Let $L(p,q)$ be how much money you expect to make given the above probabilities. Then

$L(p,q) =$ $= [pq(-3)] + [(1-p)q(3)] + [p(1-q)(3)] + [(1-p)(1-q)(0)] =$ $= -3pq + 3(1-p)q + 3p(1-q) =$ $= 3(p + q - 3pq)$

Cool. Now we have a function giving us how much you expect to get after a game. I will try to choose $p$ so that $L$ is minimal, and you will try to choose $q$ so that $L$ is maximal. Nash’s work (and the reason for this post’s title) was about proving that this equilibrium always exists for non-deterministic games (and this is called Nash’s Equilibrium)

## So how do we choose $p$ and $q$ ?

We have to go back to finding maxima and minima of functions (if your high school math is fresh you should probably skip this section). We have to choose $p$ in the interval [0,1]. Therefore either there is a local maxima somewhere in the middle or the maximum is attained at the endpoints. To find interior maxima we will use derivatives: If $(p_0,q_0)$ is a maxima or minima, then the derivative of $L$ with respect to $p$ vanishes (i.e. equals zero) at $p_0$. Doing the actual computations we get:

$0 = \frac{\partial }{\partial p}(L) =$ $= \frac{\partial }{\partial p}(3(p+q-3pq)) =$ $= 3(1 - 3q) \implies q = \frac{1}{3}$

Similarly,

$0 = \frac{\partial }{\partial q}(L) \implies q = \frac{1}{3}$

Hence our local maxima / minima can be found when $p \in \{ 0,\frac{1}{3},1 \}$ and $q \in \{ 0,\frac{1}{3},1 \}$.

Visually the expected returns for you (i.e. $L(p,q)$ ) are:

$$q \setminus p$$ $$0$$ $$\frac{1}{3}$$ $$1$$
$$0$$ $$0$$(A) $$1$$(B) $$3$$(C)
$$\frac{1}{3}$$ $$1$$(D) $$1$$(E) $$1$$(F)
$$1$$ $$3$$(G) $$1$$(H) $$-3$$(I)

I can choose the value of $p$, which amounts to choosing the column we are in. Since I want to minimize your returns (i.e. minimize $L$) then I am happy if, for any line you choose, I choose the column with minimal $L$. Hence my choice will end up being one of (A),(D),(E),(F),(I). (A) and (I) because they are the minimum in their respective rows, and (D),(E),(F) because they are all equal in their row.

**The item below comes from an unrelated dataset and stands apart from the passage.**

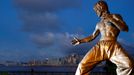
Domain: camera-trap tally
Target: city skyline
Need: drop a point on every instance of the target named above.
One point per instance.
(36, 29)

Similarly you get to choose $q$ i.e. you choose the row. In order to maximize $L$, you will only be happy with (C) and (G) since they are the maximum in their respective columns, or (B),(E),(H), for a final choice in the set (C),(B),(E),(H),(G).

Looking at the 2 sets we chose: $\{A,D,E,F,I \}$ and $\{ C,B,E,H,G \}$ we notice that they only intersect in E (Nash proved that when following this method there will always be an intersection. If you want to know how I would recommend reading his paper, though it is way more advanced than this post). As such when we both play optimally we will be in cell (E).

## I lost track. How does this relate to the original problem?

We saw that If we both play optimally then we will end up in cell (E), where $p = \frac{1}{3} = q$ . Since $p$ is my probability of playing Rock and $q$ your probability of playing Scissors, then we found the optimal strategy for both of us.

Also, for those probabilities, $L(\frac{1}{3},\frac{1}{3}) = 1$ so you will have an average return of 1£.

Therefore, going back to the original question, paying 1£ would make it a fair game. Anything less than that and you will most likely profit, anything more than that and you will most likely lose money.

1 You are probably wondering why I choose 3£ instead of 1£ . During the calculations we end up having to divide that value by 3, so this way I have to work with less fractions.